Things Can Only Get Better

The Pottery Barn Rule: You break it, you own it.
Colin Powell, 2002. Cited by Bob Woodward, Plan of Attack
The Iraq Body Count organisation has released a new report on civilian casualties in Iraq since March 2003. It makes for grim reading. Here's a summary of their findings and here's the full report (pdf).
The civilian death toll
24,865 civilians have been reported killed, almost all of them as a direct result of violence, between 20March 2003 and 19 March 2005. The population of Iraq is approximately 25,000,000, meaning that one in every thousand Iraqis has been violently killed since March 2003.
(Full report. Fact Sheet 1.)
1 in every 1000 Iraqi's has died violently since the invasion. That's more than 400 times as many people as were tragically killed by the London bombers. Nearly 25,000 scenes as graphic and disturbing as this one. I have to warn readers of the graphic nature of this image because 1 in 1000 readers won't ever have seen anything like this in their lives. In Iraq, something like this has *happened* to 1 in every 1000 civilians in two short years.

But things *are* getting better, right?
When did they do their killing?
Deaths caused by anti-occupation forces, crime and unknown agents have shown a steady rise over the entire period.
(Fact Sheet 2.)
The facts are that the violence has been getting steadily worse. There is no way to spin this. It's getting worse. Violence in Iraq has been steadily increasing since the invasion. Protecting the lives of Iraqi civilians is a legal obligation under international law. The "coalition of the willing" is failing in it's legal responsibility.

That's not to say that the terrorists or insurgents (or whatever you want to call them) are not responsible for their own actions.
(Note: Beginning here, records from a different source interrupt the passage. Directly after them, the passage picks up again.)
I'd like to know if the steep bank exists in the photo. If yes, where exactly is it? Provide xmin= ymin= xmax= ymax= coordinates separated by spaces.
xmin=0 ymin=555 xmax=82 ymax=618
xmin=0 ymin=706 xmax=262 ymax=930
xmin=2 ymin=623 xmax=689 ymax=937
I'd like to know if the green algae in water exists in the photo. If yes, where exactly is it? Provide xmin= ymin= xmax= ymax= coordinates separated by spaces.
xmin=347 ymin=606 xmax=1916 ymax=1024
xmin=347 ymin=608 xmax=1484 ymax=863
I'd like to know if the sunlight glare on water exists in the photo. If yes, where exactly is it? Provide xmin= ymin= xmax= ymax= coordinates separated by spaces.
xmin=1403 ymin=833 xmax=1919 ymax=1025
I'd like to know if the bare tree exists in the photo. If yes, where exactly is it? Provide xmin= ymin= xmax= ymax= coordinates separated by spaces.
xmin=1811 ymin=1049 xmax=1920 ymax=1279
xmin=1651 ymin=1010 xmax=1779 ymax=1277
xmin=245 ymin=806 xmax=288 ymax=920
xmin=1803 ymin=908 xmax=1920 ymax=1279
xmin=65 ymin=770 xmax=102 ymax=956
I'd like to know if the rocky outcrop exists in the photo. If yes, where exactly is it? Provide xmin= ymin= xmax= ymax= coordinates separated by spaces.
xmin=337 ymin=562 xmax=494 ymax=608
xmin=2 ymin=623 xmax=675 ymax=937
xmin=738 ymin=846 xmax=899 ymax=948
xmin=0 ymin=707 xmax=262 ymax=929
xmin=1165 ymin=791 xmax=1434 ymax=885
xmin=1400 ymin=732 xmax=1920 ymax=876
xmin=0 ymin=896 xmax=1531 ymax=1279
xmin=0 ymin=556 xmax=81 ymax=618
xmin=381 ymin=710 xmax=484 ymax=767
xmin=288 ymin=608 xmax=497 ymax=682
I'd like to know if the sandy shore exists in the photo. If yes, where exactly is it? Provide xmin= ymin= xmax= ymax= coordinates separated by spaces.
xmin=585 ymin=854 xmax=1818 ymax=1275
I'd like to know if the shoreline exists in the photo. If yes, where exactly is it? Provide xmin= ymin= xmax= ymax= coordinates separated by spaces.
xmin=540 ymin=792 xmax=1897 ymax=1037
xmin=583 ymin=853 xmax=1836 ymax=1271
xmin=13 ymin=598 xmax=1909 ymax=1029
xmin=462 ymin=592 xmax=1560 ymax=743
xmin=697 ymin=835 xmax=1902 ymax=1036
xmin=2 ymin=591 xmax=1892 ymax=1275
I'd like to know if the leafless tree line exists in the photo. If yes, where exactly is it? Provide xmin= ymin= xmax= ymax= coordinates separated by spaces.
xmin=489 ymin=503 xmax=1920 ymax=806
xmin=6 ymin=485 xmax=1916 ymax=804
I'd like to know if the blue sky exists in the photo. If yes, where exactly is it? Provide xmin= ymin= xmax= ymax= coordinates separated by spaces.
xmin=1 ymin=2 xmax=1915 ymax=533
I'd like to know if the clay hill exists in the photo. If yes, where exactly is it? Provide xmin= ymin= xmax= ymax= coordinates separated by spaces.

They are. I condemn their actions in the strongest possible terms.

But the fact is that the US and UK governments have created the conditions in Iraq for this to happen. Leave aside the debate as to whether the invasion itself was right or wrong. Can Bush or Blair honestly say that they have handled the post-invasion period in a competent manner?

I've never been opposed to the removal by force of Saddam Hussein. As I've said before, it's good that he is gone. What I am opposed to is the fact that this invasion was badly planned, badly executed, and based on more than one false premise. Now we are left with "saving Iraqi's from Saddam" as the only justification for the war. This is a noble cause, but only if we are able to provide a safer alternative. Sadly, the "coalition of the willing" does not appear at any time to have had a suitable plan to bring this about. Does anyone remember when we were told the US and UK liberators were going to be greeted in the streets of Baghdad with cheers and flowers? Instead, they are greeted with suicide bombers and RPGs.This misjudgement is the real tragedy of the invasion of Iraq.

And I'm not one of those people who thinks we should pull out of Iraq now that it's all got FUBAR. We've broken it, now we own it. What is needed is a fundamental rethink of how we can provide security in Iraq.

In the UK, the first step in that process must be for Blair to resign. He committed us to the war without a workable plan as to how to end it. This, despite the many warnings that the situation would develop just as it has. He doesn't accept that he's made any mistakes when the evidence is that he has made many.
Blair doesn't seem to think he's got a case to answer. Does anyone think the grieving relatives of the 24, 865 known Iraqi casualties agree?